In 2017 the chief executive is to be universally elected. Given Hong Kong’s instinctive suspicion of the real intent of Article 23, it is unlikely that any popularly elected leader can endorse it. If the security bill is not enacted during the next term, it will be near impossible to embed it in the statutes thereafter.
Many independent and pan-democratic legislators fear that Leung’s strongman leadership style, evidenced by his aggressive push for quick approval of his massive reorganization of the government machinery, will similarly railroad the Article 23 bill when he feels it opportune to do so.
After 180,000 Hong Kong residents turned up for the June 4 vigil in Victoria Park for the 1989 student massacre in Tiananmen and a mass march June 10 over the suspicious suicide of Tiananmen dissident Li Wangyang at a hospital in Hunan, the public mood is outrage at the Communist Party’s callous disregard for human rights.

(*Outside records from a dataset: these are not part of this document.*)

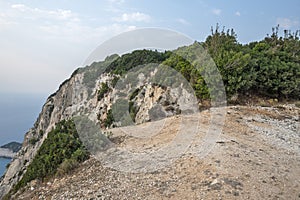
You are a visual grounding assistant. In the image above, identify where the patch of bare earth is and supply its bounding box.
[15,106,300,199]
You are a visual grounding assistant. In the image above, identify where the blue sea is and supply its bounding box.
[0,92,46,146]
[0,158,11,177]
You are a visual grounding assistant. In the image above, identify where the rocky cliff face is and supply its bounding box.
[0,59,198,197]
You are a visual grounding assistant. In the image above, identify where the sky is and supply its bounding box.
[0,0,300,144]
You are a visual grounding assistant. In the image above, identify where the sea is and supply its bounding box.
[0,158,11,177]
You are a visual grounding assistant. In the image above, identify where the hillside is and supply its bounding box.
[10,105,300,199]
[0,142,22,158]
[0,142,22,153]
[0,27,300,199]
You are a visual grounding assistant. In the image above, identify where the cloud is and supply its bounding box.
[276,18,299,29]
[176,18,190,25]
[11,4,79,21]
[108,0,125,4]
[113,12,151,22]
[212,9,222,16]
[0,4,139,93]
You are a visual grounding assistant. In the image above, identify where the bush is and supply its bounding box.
[98,83,109,101]
[13,120,89,192]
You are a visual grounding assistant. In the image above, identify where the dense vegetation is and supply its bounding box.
[203,26,300,99]
[14,120,89,195]
[0,142,22,153]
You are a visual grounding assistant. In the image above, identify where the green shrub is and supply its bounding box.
[13,120,89,192]
[98,83,109,101]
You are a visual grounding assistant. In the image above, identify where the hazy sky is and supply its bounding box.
[0,0,300,95]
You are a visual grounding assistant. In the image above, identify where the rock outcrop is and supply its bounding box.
[0,57,198,197]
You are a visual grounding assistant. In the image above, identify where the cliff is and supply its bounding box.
[0,50,198,196]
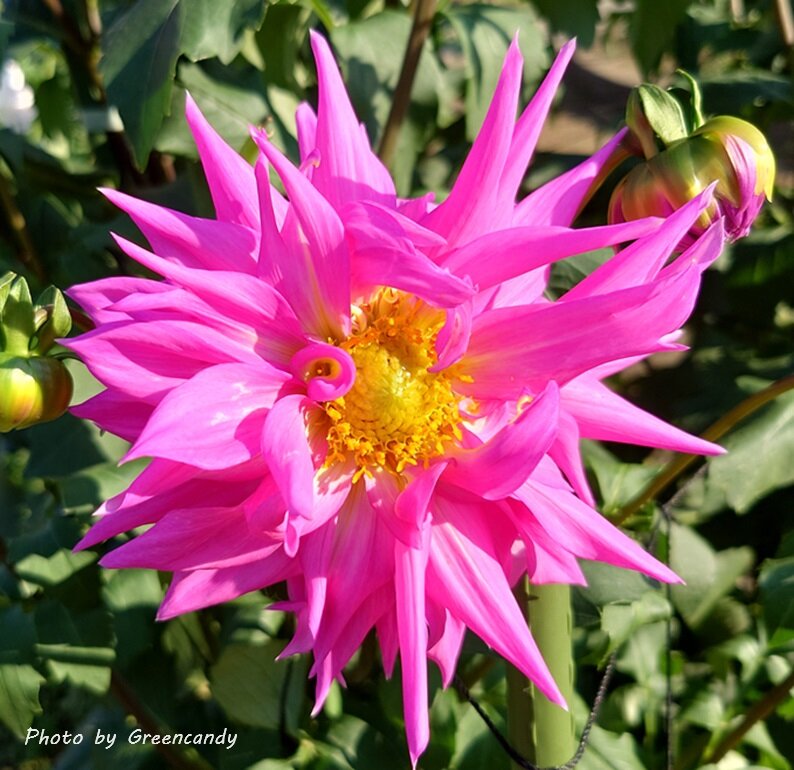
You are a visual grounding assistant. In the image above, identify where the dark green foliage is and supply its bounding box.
[0,0,794,770]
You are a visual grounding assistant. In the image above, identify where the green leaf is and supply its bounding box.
[100,0,181,168]
[36,601,116,695]
[102,569,163,666]
[331,10,446,191]
[670,524,753,629]
[172,62,268,150]
[708,392,794,513]
[532,0,600,48]
[210,641,289,730]
[758,556,794,647]
[601,591,672,657]
[632,83,689,145]
[0,663,45,739]
[447,4,548,140]
[630,0,692,74]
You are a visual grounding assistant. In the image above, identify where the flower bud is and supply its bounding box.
[0,273,72,433]
[609,79,775,240]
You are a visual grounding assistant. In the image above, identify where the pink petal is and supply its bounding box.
[516,480,681,583]
[290,342,356,401]
[125,361,291,470]
[562,376,725,455]
[564,185,714,301]
[157,551,298,620]
[442,217,661,290]
[100,189,257,273]
[262,395,352,554]
[499,40,576,206]
[345,201,474,307]
[422,40,523,246]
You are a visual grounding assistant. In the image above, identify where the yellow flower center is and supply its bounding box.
[325,289,461,480]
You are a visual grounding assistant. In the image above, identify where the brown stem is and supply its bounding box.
[612,375,794,525]
[706,671,794,764]
[42,0,174,186]
[110,671,211,770]
[378,0,436,166]
[0,170,48,284]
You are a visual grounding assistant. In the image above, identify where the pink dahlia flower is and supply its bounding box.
[72,35,723,764]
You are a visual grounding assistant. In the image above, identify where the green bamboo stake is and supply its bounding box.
[507,581,577,770]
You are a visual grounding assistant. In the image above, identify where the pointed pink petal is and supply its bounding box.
[310,32,395,211]
[125,361,291,470]
[345,205,474,307]
[100,189,257,273]
[62,321,261,403]
[513,128,628,227]
[100,508,280,572]
[295,102,317,163]
[499,40,576,206]
[427,498,565,706]
[457,265,701,399]
[157,550,298,620]
[262,395,352,553]
[422,40,523,246]
[185,94,259,231]
[564,185,713,301]
[69,390,154,442]
[516,472,681,583]
[66,277,171,324]
[427,610,466,687]
[252,132,350,337]
[444,382,559,500]
[394,537,430,767]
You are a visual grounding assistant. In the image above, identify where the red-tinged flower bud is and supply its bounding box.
[609,110,775,240]
[0,354,72,433]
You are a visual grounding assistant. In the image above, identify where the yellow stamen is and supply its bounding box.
[325,289,462,474]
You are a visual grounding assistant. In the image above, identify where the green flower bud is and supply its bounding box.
[0,354,72,433]
[0,273,72,433]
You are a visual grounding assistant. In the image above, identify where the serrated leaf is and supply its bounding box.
[210,642,288,730]
[532,0,601,48]
[180,0,265,64]
[758,556,794,646]
[0,663,45,739]
[630,0,692,74]
[601,591,672,656]
[670,524,753,629]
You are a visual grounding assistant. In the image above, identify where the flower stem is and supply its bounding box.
[507,581,576,767]
[612,375,794,525]
[378,0,436,166]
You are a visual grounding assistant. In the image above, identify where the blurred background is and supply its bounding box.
[0,0,794,770]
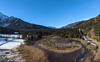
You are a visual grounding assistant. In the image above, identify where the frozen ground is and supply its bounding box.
[0,34,24,62]
[0,38,24,49]
[0,34,22,38]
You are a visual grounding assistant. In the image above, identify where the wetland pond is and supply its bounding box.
[32,41,89,62]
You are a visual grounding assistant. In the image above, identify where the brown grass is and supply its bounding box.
[17,45,49,62]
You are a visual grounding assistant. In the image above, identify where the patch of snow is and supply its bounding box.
[0,34,22,38]
[0,38,5,44]
[2,23,11,27]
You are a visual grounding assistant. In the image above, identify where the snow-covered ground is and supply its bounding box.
[0,34,25,62]
[0,34,22,38]
[0,38,25,62]
[0,38,24,49]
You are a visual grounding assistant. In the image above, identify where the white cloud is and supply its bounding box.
[81,17,94,20]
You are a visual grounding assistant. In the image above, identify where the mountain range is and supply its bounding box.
[0,12,50,30]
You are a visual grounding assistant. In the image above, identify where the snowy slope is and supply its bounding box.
[0,34,22,38]
[0,38,5,44]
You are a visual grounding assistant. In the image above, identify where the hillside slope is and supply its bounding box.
[74,15,100,41]
[0,27,15,34]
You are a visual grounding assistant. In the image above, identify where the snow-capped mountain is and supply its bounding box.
[0,12,50,30]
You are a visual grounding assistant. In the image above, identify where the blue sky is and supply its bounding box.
[0,0,100,27]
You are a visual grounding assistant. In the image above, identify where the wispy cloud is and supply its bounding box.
[81,17,94,20]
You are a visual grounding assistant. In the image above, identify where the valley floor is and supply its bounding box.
[0,35,24,62]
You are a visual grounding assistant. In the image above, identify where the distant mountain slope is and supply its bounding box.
[48,26,57,29]
[0,13,50,30]
[75,15,100,41]
[61,21,83,28]
[0,27,16,34]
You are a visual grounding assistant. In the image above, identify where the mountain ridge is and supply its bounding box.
[0,12,50,30]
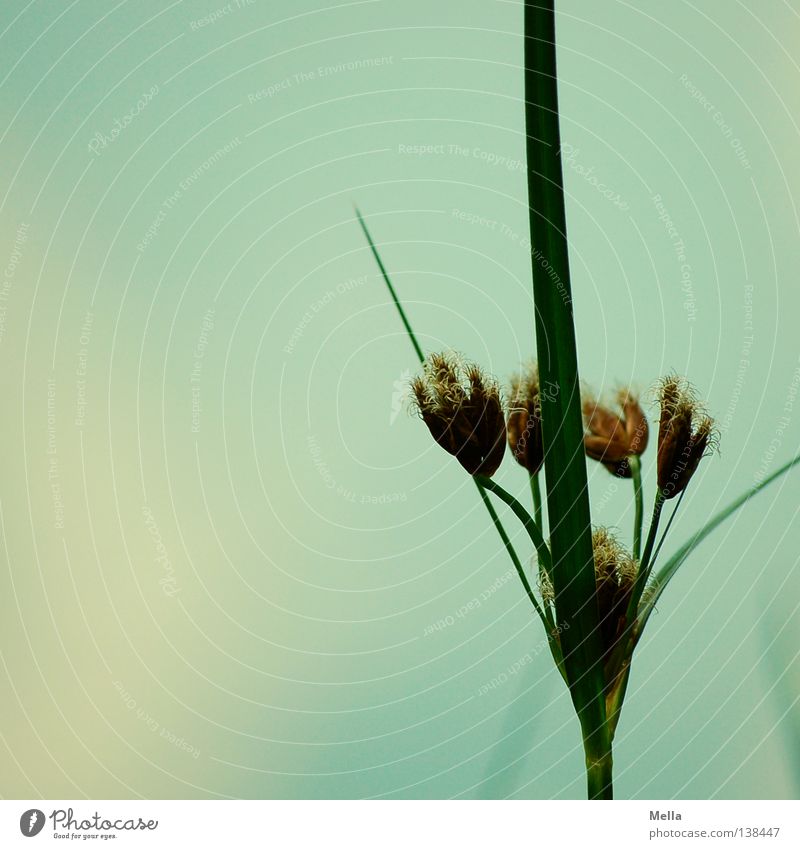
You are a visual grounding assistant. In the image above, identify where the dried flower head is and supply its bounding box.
[583,389,649,478]
[658,375,717,499]
[592,528,637,654]
[507,363,544,475]
[411,353,506,477]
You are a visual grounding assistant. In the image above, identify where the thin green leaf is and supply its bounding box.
[525,0,605,744]
[355,207,540,624]
[355,207,425,363]
[639,455,800,633]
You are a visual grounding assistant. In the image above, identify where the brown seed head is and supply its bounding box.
[583,389,648,478]
[658,375,717,499]
[592,528,637,655]
[411,353,506,477]
[507,364,544,475]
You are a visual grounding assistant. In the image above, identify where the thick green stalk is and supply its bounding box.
[475,475,552,574]
[525,0,610,768]
[585,731,614,799]
[531,472,544,533]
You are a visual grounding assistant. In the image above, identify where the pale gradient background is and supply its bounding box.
[0,0,800,798]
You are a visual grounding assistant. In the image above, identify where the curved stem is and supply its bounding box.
[475,475,552,575]
[474,478,551,633]
[648,488,686,574]
[628,457,644,560]
[626,491,666,633]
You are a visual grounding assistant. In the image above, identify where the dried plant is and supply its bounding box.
[356,0,800,799]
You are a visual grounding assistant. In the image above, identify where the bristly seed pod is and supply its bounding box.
[411,353,506,477]
[583,389,649,478]
[658,375,717,500]
[507,363,544,475]
[592,528,637,657]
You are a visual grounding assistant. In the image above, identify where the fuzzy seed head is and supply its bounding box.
[592,528,638,655]
[658,375,717,499]
[583,389,649,478]
[411,353,506,477]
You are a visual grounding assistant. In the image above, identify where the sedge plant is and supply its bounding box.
[356,0,800,799]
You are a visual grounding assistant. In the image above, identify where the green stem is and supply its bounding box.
[473,478,551,632]
[628,457,644,560]
[531,472,544,533]
[628,492,666,612]
[475,475,552,575]
[355,207,536,634]
[525,0,605,756]
[583,727,614,799]
[640,455,800,630]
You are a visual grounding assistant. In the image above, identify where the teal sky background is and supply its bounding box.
[0,0,800,798]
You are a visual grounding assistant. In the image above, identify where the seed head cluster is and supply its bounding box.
[583,389,649,478]
[411,353,506,477]
[657,375,717,499]
[508,364,544,475]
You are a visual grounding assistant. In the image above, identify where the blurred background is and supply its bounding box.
[0,0,800,799]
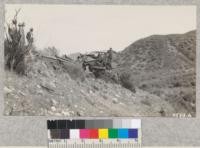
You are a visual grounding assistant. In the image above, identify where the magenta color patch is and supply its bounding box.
[80,129,90,139]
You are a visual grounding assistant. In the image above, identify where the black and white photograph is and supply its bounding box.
[3,4,196,118]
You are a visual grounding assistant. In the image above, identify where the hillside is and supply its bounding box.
[4,31,196,117]
[116,31,196,115]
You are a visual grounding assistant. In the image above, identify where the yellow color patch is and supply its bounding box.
[99,129,108,139]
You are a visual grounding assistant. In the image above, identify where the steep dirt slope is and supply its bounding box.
[4,53,174,116]
[116,31,196,115]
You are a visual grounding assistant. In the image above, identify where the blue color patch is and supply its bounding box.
[128,129,138,138]
[118,129,128,138]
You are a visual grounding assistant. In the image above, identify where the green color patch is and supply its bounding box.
[108,129,118,138]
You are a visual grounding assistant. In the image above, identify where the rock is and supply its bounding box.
[51,106,56,112]
[3,86,12,94]
[19,91,26,96]
[51,99,58,105]
[112,98,118,104]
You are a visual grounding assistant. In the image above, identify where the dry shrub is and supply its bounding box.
[40,47,59,57]
[119,72,135,93]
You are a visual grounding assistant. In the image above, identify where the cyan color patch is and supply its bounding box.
[118,129,128,138]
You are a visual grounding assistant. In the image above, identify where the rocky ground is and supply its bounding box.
[4,32,196,117]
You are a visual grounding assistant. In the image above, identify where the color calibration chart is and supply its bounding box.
[47,119,142,148]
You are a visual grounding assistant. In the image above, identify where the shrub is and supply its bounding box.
[63,63,85,81]
[41,47,59,57]
[119,72,135,92]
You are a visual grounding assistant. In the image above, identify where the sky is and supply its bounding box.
[5,4,196,54]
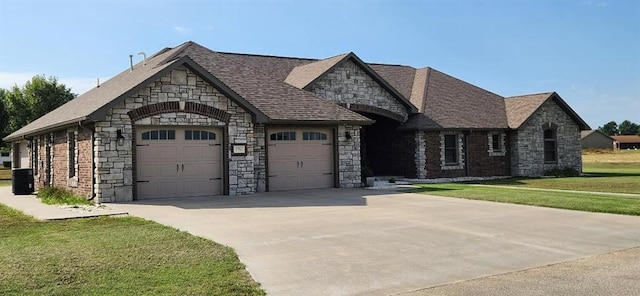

Ambrose Lee Sin-kwong, the outgoing secretary for security, last week made the loony claim that Hong Kong people “owe the central government a constitutional responsibility” to enact the national security legislation.
That sounded like Hong Kong should show its gratitude to Beijing for the right to exist, by passing a bad law designed not to defend national security but to allow government to curtail treasured rights of free expression, assembly and press, allow home raids without warrant and imprison journalists for disclosure of undefined ‘state secrets’.
The Singapore Straits Times’ China correspondent Ching Cheong was jailed for three years in 2005 for disclosing ‘state secrets’ and spying for Taiwan. None of the allegations were proven. He was also the subject of a false smear campaign by the authorities for allegedly keeping a mistress. Ching Cheong was a vice editorial manager on the communist paper Wen Wei Pao in Hong Kong. He resigned in protest with 40 others after the 1989 Tiananmen massacre.
China already has responsibility for external defense and international relations under the Basic Law. Article 23 is not a vital defense against attack by foreign forces. It is to shackle internal challenges to the creeping pro-mainland takeover of Hong Kong’s legislature, governance, academic institutions, police and justice systems.
James To Kun-sun, chairman of the Legco security panel and a democratic lawmaker, said Article 23 should not be voted on until Hong Kong moved to universal suffrage. When all legislators are elected by the people, they are unlikely to pass bad laws which undermine fundamental freedoms and human rights.
The worry now is whether Hong Kong’s new chief executive will connive with Beijing to remove the territory’s last remaining freedoms and rule of law. Can Hong Kong people trust Leung Chun-ying?